I recently had a very interesting chat with Steven Woo, who is a Fellow and Distinguished Inventor at Rambus. I’d like to kick off by saying that Steven is a delight to talk to. He’s obviously got a size-16 brain (one of the sporty models with “go-faster” stripes on the side), but he’s so good he ends up making you feel clever (as opposed to so many people who make me feel like an… I was going to say “ignoramus,” but I don’t know how to spell it).

That reminds me of a joke I heard on the radio on the way into work this morning. A young lad is calling his mom saying, “Remember how my teacher said I’d never be any good at poetry because I’m dyslexic? Well, I just made two candlestick holders and a vase, and they look great!”

I’m sorry. It’s been a long day. (I can’t help myself. Just saying this reminds me of John Cleese saying “I’m sorry, I have a cold” in the classic Monty Python Dead Parrot sketch. In turn, mentioning John’s name reminds me of the time the two of us dined on an ice cream delight — see Sharing an Ice Cream Sundae with John Cleese).

But we digress… As you may or may not be aware, Rambus Incorporated is an American technology company that was founded in 1990 and that currently specializes in chip interface technologies and architectures. However, the purpose of my chat with Steven was not to talk about Rambus per se, but rather for him to bring me up to date with what’s happening in memory space. We started by considering how things have evolved over the years.

Advances in computing drive new memory technologies (Image source: Rambus)

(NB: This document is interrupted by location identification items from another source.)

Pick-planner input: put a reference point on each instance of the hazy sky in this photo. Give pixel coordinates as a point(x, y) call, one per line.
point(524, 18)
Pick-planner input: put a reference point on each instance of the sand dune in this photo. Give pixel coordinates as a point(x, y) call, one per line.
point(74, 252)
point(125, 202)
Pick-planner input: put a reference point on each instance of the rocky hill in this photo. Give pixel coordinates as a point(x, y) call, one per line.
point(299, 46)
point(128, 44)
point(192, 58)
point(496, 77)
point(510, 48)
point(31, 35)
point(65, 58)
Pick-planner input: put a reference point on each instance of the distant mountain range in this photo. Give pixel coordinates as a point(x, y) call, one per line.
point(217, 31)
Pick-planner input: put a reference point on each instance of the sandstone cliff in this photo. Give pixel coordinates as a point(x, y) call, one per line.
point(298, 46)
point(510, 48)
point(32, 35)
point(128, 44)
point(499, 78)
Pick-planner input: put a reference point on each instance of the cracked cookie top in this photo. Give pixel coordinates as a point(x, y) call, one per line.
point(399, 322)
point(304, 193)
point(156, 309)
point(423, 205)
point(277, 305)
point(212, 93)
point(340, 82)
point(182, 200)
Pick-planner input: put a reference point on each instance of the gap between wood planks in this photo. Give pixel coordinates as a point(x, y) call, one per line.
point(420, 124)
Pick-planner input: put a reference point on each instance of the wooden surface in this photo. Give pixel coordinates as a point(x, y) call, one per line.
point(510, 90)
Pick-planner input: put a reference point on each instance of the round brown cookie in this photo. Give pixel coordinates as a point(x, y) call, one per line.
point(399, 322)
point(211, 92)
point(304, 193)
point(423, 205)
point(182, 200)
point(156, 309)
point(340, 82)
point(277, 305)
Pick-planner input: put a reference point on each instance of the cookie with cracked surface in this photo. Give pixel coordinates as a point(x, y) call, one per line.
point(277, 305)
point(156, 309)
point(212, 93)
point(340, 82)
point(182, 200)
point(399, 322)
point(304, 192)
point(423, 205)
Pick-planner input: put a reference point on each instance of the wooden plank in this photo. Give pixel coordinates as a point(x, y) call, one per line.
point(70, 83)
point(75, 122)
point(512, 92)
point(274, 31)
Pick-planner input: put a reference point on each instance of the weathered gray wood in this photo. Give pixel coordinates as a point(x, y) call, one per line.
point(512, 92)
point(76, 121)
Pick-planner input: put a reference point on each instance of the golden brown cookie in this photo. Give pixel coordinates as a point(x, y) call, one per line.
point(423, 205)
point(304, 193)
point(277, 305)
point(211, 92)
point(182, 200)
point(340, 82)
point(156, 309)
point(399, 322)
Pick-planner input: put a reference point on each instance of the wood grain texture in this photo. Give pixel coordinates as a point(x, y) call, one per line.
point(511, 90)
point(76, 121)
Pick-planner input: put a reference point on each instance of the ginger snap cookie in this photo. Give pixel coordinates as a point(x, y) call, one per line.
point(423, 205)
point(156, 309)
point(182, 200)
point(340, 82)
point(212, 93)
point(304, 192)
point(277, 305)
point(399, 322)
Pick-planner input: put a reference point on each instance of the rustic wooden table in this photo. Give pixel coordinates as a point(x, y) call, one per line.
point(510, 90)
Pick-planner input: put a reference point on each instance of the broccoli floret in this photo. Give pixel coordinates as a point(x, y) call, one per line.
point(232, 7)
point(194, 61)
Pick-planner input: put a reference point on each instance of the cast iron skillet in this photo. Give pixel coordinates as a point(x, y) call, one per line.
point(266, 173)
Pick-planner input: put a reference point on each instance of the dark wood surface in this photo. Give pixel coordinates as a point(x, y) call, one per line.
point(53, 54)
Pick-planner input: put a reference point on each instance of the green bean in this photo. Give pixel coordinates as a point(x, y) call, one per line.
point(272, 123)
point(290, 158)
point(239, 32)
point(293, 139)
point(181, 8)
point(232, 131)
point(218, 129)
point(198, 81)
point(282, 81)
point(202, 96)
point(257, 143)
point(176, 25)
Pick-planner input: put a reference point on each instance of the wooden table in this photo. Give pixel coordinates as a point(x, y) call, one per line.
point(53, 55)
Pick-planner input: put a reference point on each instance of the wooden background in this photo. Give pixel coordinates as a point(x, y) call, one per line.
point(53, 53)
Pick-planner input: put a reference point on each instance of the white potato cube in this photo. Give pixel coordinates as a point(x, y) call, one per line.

If you look at the past few decades, each has been somewhat defined by a classic paradigm in computing. In the 1990s, it was all about the rise in personal computers. This was accompanied by the development of synchronous dynamic random-access memory (SDRAM), which is the generic name for any form of DRAM in which the operation of its external pin interface is coordinated by an externally applied clock signal (by comparison, the DRAM chips produced from the early 1970s to the early 1990s employed an asynchronous interface). The original SDRAMs were classed as single data rate (SDR).

Personal computing continued to grow in the 2000s. These years saw the development of the first double data rate (DDR) SDRAMs, which are retroactively referred to as DDR1. In the same timeframe, Rambus’s main claim to fame, as far as most folks were concerned, was its invention of Rambus DRAM (RDRAM). At one stage, Rambus memory technology was expected to become the standard in PC memory but… you know how it is… stuff happens. Over time, Rambus transitioned into a company that designs, develops, and licenses chip interface technologies and architectures that are used in a wide range of digital electronics products.

DDR1 (2001-2005) was superseded by DDR2 (2006-2010), DDR3 (2011-2015), DDR4 (2016-2020), and now DDR5 (2021-). The 2000s also saw the growth of more visual computing in terms of graphics and gaming. In turn, this led to the introduction of Graphics DDR (GDDR) SDRAM, which is specifically designed to satisfy the requirements of graphics processing units (GPUs) (see also What the FAQ are CPUs, MPUs, MCUs, and GPUs?).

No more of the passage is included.